Hangover Headache
It hit with the sudden inevitability of a hangover headache, as if to remind me that the good times were temporary and could only lead to pain. She was leaving me. She was leaving me no matter my protestations, no matter how good a case I made for her to stay. She was leaving and I was irrelevant. I had nothing to say in the matter. I was just the receptacle for the pain.
It wasn’t that she was anything special. It wasn’t that I was more in love with her than I had been with anyone else. I was not particularly happy with her, it’s just that I wasn’t particularly unhappy. It’s a slight difference. Being unhappy and not being unhappy. It is, perhaps, a difference only in degree.
But the difference is stark and the difference is everything. Being not unhappy often means being with someone, or at the very least, having someone with whom to share that not unhappiness. The severing of that bond cuts the cord, leaving you in a formless blackness that gives you no reason to grope blindly because there is nothing out there to grasp.
But nothingness is not the same as emptiness. Nothingness is lack of something positive, not the absence of anything at all. And thus we return to the hangover headache.
Hangover Headaches
Hangover headaches start as the point of an arrow driving all before it out. Coming when we’re unconscious, put in a coma by our happiness, in many instances. Our consciousness of it isn’t gradual as the point presses home. It comes to you in an explosion of pain. A welcoming or perhaps an initiation. But there is no cleansing as that point expands to fill the entire space of head, subsuming all thoughts and obviating the possibility of any other action.
In fact movement alone becomes difficult, light is unbearable and noise is excruciating. It is not much a matter of staring into the abyss but the overwhelming desire to leap, to wallow in the null, to let it envelope and consume you.
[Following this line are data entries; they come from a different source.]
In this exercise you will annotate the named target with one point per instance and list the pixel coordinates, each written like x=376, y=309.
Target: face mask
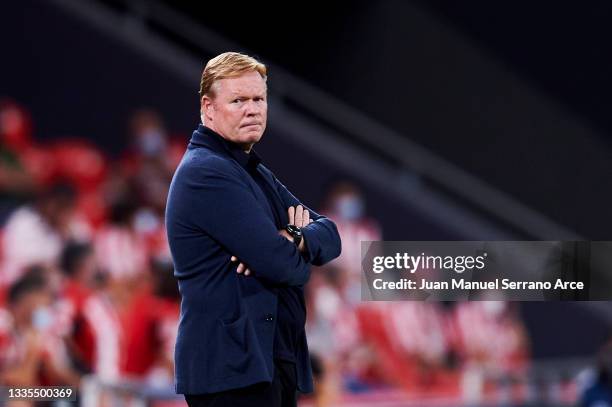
x=494, y=308
x=151, y=143
x=42, y=318
x=350, y=207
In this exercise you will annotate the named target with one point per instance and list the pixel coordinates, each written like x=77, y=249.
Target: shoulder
x=266, y=172
x=204, y=162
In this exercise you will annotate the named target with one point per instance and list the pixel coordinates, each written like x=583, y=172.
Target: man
x=242, y=245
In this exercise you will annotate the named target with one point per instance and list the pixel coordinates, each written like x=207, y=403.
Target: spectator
x=30, y=353
x=35, y=234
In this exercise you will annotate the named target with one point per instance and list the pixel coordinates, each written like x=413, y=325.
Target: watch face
x=294, y=231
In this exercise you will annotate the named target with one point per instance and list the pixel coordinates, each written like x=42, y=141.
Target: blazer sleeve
x=223, y=205
x=321, y=236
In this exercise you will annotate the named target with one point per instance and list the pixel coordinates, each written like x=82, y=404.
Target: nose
x=253, y=108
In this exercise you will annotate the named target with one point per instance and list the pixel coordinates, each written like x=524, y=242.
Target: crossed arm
x=215, y=197
x=299, y=217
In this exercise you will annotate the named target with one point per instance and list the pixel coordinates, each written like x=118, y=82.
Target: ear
x=207, y=107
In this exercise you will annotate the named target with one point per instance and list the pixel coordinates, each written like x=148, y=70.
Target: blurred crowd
x=86, y=283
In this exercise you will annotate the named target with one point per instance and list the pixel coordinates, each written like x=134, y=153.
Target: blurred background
x=420, y=120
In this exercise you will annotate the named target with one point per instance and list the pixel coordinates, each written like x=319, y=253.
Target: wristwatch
x=296, y=233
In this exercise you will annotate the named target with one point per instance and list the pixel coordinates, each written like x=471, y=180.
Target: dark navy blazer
x=215, y=210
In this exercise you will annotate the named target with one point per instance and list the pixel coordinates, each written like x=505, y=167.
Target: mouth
x=251, y=125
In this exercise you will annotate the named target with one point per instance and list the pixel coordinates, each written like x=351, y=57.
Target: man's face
x=239, y=109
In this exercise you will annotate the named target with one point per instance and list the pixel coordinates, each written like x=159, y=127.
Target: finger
x=291, y=211
x=299, y=216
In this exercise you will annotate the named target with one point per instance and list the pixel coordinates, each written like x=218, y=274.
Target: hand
x=299, y=217
x=242, y=268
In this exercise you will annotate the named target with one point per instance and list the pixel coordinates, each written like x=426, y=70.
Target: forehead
x=249, y=83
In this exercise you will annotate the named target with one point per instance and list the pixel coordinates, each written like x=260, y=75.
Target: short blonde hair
x=228, y=65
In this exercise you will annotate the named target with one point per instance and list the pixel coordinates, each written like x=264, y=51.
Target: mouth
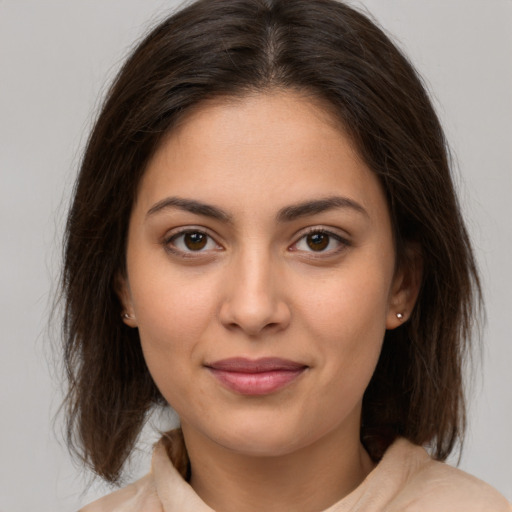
x=256, y=377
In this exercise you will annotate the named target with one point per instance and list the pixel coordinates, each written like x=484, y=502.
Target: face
x=261, y=274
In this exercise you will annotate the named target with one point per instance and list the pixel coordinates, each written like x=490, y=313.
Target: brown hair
x=229, y=48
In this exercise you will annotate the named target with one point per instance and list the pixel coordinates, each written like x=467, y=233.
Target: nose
x=254, y=296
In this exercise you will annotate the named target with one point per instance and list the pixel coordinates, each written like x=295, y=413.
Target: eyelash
x=170, y=243
x=343, y=242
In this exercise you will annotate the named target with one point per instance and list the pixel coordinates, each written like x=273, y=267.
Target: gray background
x=55, y=59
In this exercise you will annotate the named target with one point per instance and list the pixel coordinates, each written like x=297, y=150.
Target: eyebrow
x=192, y=206
x=296, y=211
x=286, y=214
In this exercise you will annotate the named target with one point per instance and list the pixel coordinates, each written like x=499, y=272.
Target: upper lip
x=264, y=364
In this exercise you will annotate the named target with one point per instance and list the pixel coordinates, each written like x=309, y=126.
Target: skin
x=257, y=289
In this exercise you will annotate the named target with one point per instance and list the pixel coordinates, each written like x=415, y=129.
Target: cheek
x=347, y=317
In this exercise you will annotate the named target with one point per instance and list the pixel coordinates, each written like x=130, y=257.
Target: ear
x=406, y=287
x=122, y=288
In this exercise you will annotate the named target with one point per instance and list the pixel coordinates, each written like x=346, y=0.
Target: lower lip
x=256, y=384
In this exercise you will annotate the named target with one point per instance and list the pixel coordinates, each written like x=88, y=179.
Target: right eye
x=191, y=241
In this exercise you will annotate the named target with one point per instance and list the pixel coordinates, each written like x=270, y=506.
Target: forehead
x=272, y=149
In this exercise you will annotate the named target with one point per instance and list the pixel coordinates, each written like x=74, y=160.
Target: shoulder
x=436, y=486
x=140, y=496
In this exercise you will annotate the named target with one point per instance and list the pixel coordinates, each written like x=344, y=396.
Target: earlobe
x=406, y=287
x=123, y=292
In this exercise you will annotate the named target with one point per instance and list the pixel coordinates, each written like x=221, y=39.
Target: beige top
x=406, y=480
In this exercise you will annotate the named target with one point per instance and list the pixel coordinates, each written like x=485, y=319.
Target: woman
x=265, y=236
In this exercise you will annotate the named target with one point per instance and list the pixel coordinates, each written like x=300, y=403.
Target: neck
x=309, y=479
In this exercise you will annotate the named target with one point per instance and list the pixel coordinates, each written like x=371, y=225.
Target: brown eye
x=190, y=242
x=317, y=241
x=195, y=241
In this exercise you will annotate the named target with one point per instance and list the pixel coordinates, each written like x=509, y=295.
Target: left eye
x=191, y=241
x=319, y=241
I can remember one that stands out clearly. We had a party in college and I had a new bottle of Jack Daniels. A friend brought a bottle of crown and another friend, well he was there too. The three of us retired to chambers with one of the guy’s girlfriends who graciously agreed to poor the shots for us. We attacked the crown first.
The clock read 7:30 when I woke up. The small black and what television in my room was on and Brother Bob Tilton was preaching.
“Are you lost friend? Are you suffering? What is the nature of your sins?”
Brother Bob was getting louder.
“Are you up all night, chasing alcohol and drinking loose women?”
I’m not sure I heard that last one right.
“Are you suffering and trying to kill the pain.”
I remembered finishing off the Crown the night before, then reaching for the Jack Daniels and breaking the seal. As that memory flooded back my focus shifted to the foreground to an object on my nightstand. I was the bottle of Jack, with about an inch of whiskey left in it. The three of us had polished off two fifths.
“HAVE you given in to the EVILS of alcohol?”
Yes, Brother Bob, yes I have. Help me, Brother Bob, what can I do to get your help.”
And Brother Bob answered.
“Send me $1,000 right now, and I will pray that the Lord heals your pain. Send me …”
Brother Bob was, at that point my only hope. Which, of course, is to say there is no hope. There was only a massive headache. And my father knocking at the door to take me to work on our other rent houses.
And that is where all connection with humanity ends. Hammering nails, mowing lawns and sawing boards under the direction of a man who had his first drink on his 21st birthday and has never been seriously drunk in his life, not out of religious belief, but out of pragmatism. Why would anyone deliberately do something that impeded proper function?
Hangover Migraine
It is an interesting fact about the hangover migraine, according to John Hopkins Medicine, that people susceptible to migraines tend to have more intense hangovers. Those who suffer for no known reason, other than losing the genetic lottery in this instance, tend to suffer more from their actions as well. Those whom nature isolates tend to become more isolated when they deviate from nature’s plan a Catch-22 demonstrating the intrinsic role suffering plays in human nature.
So we are left alone in a Hobbsian world of suffering. Each man’s pain is his own, the result of a unique cocktail that cannot be shared and cannot be replicated. Each hangover headache has a unique genesis, whether that genesis lies in raucous celebration or solitary anesthsation. Each hangover headache reminds us that we cannot transfer our burden to another person and thus ease it. There is not mother’s succor, wives embrace or friend’s empathy that can ease the pain we feel deep within.